The BLM Record of Decision also confirms the Agency Preferred Route which is the same as it was in the Final EIS in November 2016. The BLM and Forest Service dictate the route on their public lands, but do not control private property! That is where Idaho Power has stated they do not plan on following the Agency Preferred Route on some of the private lands. The decision on private land route rest with the Oregon Department of Energy’s Energy Facilities Siting Council (EFSC). Likely a two-year process!

This may close the chapter for the BLM other than working with them on significant mitigation. Idaho Power has proposed only “Interpretive Signs” and publications for mitigation. Obviously, we will fight this ridiculously inappropriate offer.

OCTA now moves on to the Oregon Public Utilities Commission and the Energy Facilities Siting Council and supports the StopB2H Coalition. For the time being, we are trying to stop the power line completely in dealing with these Oregon State agencies. Maybe not, but certainly worth a try.

We will do our best to keep all OCTA members informed as to our progress, and we will no doubt reach out for your support from time to time.

      Oregon National Historic Trail in Danger

      The proposed 300-mile Boardman to Hemingway power line project across Eastern Oregon, from the Columbia River to west of Boise, Idaho has just been approved by the Bureau of Land Management.

      INDEPENDENCE, Mo. – (Business Wire) – The proposed 300-mile Boardman to Hemingway power line project across Eastern Oregon, from the Columbia River to west of Boise, Idaho has just been approved by the Bureau of Land Management (BLM). The BLM’s Record of Decision is an “absolute disaster” for the Oregon Trail and a slap in the face to all those emigrants and their ancestors, according to Pat Traffas, President of the Oregon-California Trails Association (OCTA).

      “Thousands of emigrants took the trail west to Oregon between 1843 and 1863 – by wagon train, on horseback or on foot. These emigrants founded the territory that became the state of Oregon as we know it today,” according to Traffas.

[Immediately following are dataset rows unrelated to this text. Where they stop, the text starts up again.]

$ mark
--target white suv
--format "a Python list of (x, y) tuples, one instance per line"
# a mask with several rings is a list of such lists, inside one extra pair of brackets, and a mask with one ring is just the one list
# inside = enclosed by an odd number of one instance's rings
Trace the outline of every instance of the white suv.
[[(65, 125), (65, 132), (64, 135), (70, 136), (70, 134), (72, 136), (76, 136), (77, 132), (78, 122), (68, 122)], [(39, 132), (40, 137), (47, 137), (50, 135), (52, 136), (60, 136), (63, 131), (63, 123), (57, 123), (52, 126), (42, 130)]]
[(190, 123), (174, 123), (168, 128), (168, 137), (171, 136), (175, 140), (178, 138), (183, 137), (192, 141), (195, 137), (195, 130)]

      For about 260 of its proposed 305-mile route, the project parallels the trail and crosses it as many as 8 times. Construction of a parade of towers up to 195 feet tall, which can be seen for miles, would desecrate not only the remains of the trail itself but compromise the views essential to the experience of the historic legacy, according to Traffas. The BLM has just authorized Idaho Power to dig up the landscape and our history for a 250-foot wide clear-cut gouge, as the route of the power line. 

      Visual damage to the Baker City Oregon Trail Interpretive Center and BLM’s own Area of Critical Environmental Concern at Birch Creek near Farewell Bend is obvious, but the 400 miles of new roads needed for construction certainly will impact trail swales on the ground.

      “Once it’s gone, historic trail cannot be recreated,” explains Traffas. “Congress mandated protection of our historic trails,” she adds. “We don’t see it in the Record of Decision.”

      The project is headed by Idaho Power Company, with PacifiCorp and Bonneville Power paying most of the permitting costs. Construction has not yet been agreed to by either of the other parties. Idaho Power does not need any new resources until 2029, according to their own data. This 1.2-Billion-dollar project could well be obsolete before it is build. Ratepayers in Oregon and Idaho will surely see major increases in their electric bills.

      We are fighting the project in the Oregon Public Utilities Commission. We think that the President of Idaho Power should hear from all of us.

      The Oregon-California Trails Association, headquartered in Independence, MO. Is the nation’s leading advocate for protection of westward emigration routes during the mid-19th Century. The Northwest Chapter is leading our effort to stop the project.